Can you change it like,

int dropped = getCount(); 
previousWindow.clear();
currentWindow.clear();
lastRollTime = now;
LOG.debug("Double roll interval elapsed ({}ms): dropped {} pending containers", elapsed, dropped);

[rakeshadr]

Can you add elapsed time here as well.

    LOG.debug("Rolled window after {}ms. Previous window size: {}, Current window reset to empty",
        elapsed, previousWindow.size());

[rakeshadr]

Thanks @ashishkumar50 for the continuous efforts. Added two log improvements, please take care.

+1 LGTM

[rakeshadr]

@ashishkumar50
Point-1) Can you add tests for this logic with multiple volumes in a datanode.

Test scenario:

pendingAllocationBytes = 15GB
Volume-0: capacity=100GB, usableSpace=20GB <---- (20-15 >= 5) <--- return true
Volume-1: capacity=100GB, usableSpace=1GB
Volume-2: capacity=100GB, usableSpace=1GB

Point-2) There is a corner case. Say, all 3 volumes have 15GB free and pendingAllocationBytes is 15GB. A 5GB container fits easily. But SCM wrongly rejects the entire DN because it applied 15GB of pending (which in reality may all be on one volume) to every volume.
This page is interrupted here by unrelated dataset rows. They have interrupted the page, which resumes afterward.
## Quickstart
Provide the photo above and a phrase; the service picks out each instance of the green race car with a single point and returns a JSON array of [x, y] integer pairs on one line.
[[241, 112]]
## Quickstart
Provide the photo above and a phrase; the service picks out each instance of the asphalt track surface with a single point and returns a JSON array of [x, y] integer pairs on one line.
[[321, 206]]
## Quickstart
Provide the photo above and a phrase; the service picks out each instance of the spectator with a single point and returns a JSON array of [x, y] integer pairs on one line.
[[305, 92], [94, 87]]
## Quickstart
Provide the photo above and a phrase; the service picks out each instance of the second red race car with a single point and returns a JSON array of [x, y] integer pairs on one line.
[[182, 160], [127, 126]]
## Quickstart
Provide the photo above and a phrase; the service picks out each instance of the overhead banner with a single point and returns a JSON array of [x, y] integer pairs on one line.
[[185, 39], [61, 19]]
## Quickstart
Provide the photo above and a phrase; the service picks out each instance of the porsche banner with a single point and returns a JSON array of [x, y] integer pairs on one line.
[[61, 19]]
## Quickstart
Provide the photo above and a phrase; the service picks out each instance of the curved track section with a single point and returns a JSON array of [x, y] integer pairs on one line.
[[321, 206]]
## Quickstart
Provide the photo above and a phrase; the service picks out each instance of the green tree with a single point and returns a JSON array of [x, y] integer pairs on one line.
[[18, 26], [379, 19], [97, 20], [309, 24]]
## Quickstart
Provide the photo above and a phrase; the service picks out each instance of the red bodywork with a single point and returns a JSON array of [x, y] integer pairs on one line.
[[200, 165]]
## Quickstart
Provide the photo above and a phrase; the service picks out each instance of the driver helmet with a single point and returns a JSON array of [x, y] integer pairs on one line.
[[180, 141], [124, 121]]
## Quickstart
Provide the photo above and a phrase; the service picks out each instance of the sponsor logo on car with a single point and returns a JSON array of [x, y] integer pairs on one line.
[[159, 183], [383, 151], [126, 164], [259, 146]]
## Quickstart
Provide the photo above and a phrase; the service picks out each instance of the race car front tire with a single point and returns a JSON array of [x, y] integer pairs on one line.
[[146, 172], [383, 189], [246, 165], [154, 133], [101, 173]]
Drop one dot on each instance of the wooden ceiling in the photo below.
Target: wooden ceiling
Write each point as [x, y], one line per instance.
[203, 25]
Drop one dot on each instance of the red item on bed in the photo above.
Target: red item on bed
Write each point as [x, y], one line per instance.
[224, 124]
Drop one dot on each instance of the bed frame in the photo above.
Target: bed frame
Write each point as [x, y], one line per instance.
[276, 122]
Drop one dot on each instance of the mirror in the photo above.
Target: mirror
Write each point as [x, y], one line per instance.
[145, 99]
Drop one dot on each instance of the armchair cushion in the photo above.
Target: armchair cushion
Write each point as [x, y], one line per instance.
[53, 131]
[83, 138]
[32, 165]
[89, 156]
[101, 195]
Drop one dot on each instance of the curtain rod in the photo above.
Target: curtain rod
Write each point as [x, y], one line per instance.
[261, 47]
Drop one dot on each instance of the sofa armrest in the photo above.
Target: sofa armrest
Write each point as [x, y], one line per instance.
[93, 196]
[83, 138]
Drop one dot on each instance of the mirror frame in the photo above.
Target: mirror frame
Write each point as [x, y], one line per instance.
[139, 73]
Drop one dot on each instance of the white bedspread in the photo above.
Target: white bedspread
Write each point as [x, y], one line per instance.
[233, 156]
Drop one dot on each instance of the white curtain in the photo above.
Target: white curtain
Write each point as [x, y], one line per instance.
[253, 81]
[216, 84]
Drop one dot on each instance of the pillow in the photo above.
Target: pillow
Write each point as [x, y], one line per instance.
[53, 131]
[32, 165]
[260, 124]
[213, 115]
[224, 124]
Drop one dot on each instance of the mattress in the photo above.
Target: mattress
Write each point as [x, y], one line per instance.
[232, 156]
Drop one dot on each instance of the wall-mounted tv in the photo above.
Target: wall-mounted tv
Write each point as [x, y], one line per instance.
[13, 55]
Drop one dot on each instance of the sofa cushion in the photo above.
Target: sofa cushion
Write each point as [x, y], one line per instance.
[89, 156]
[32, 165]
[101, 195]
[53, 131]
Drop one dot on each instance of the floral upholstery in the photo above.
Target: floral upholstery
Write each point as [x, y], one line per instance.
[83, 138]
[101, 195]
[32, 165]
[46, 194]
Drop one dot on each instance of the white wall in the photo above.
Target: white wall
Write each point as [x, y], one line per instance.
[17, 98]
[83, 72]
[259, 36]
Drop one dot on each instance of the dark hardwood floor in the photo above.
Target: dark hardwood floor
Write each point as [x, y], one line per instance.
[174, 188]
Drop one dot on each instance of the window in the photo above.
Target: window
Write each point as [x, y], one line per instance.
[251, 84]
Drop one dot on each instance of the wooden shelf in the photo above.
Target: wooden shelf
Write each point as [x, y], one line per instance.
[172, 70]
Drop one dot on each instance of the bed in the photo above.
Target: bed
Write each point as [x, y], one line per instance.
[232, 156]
Test scenario: False negative case, since pendingAllocationBytes is the total pending across the entire DN, not per-volume and causing the trouble. Good thing is it won't result into write failure but it will result into unused space eventhough volumes has space.

pendingAllocationBytes = 15GB
Volume-0: capacity=100GB, usableSpace=15GB <---- (15-15 >= 0) <--- return false
Volume-1: capacity=100GB, usableSpace=15GB <---- (15-15 >= 0) <--- return false
Volume-2: capacity=100GB, usableSpace=15GB <---- (15-15 >= 0) <--- return false

[ashishkumar50]

@szetszwo We changed to use only usableSpace after this comment but i think we should use effectiveAllocatableSpace across all the volumes as mentioned by Rakesh as well. I have changed it to use effectiveAllocatableSpace, what do you think?

[szetszwo]

Sorry that I have misunderstood the calculation. There are three different methods below for a single calculation. Let's combine them into a single method.

• hasEffectiveAllocatableSpaceForNewContainer
• getPendingAllocationSize
• hasAllocatableSpaceAfterPending

There are also two different sizes

• containerSize
• maxContainerSize

Are they supposed to be different?

[ashishkumar50]

Combined to single method also maxContainerSize is only used as both are same.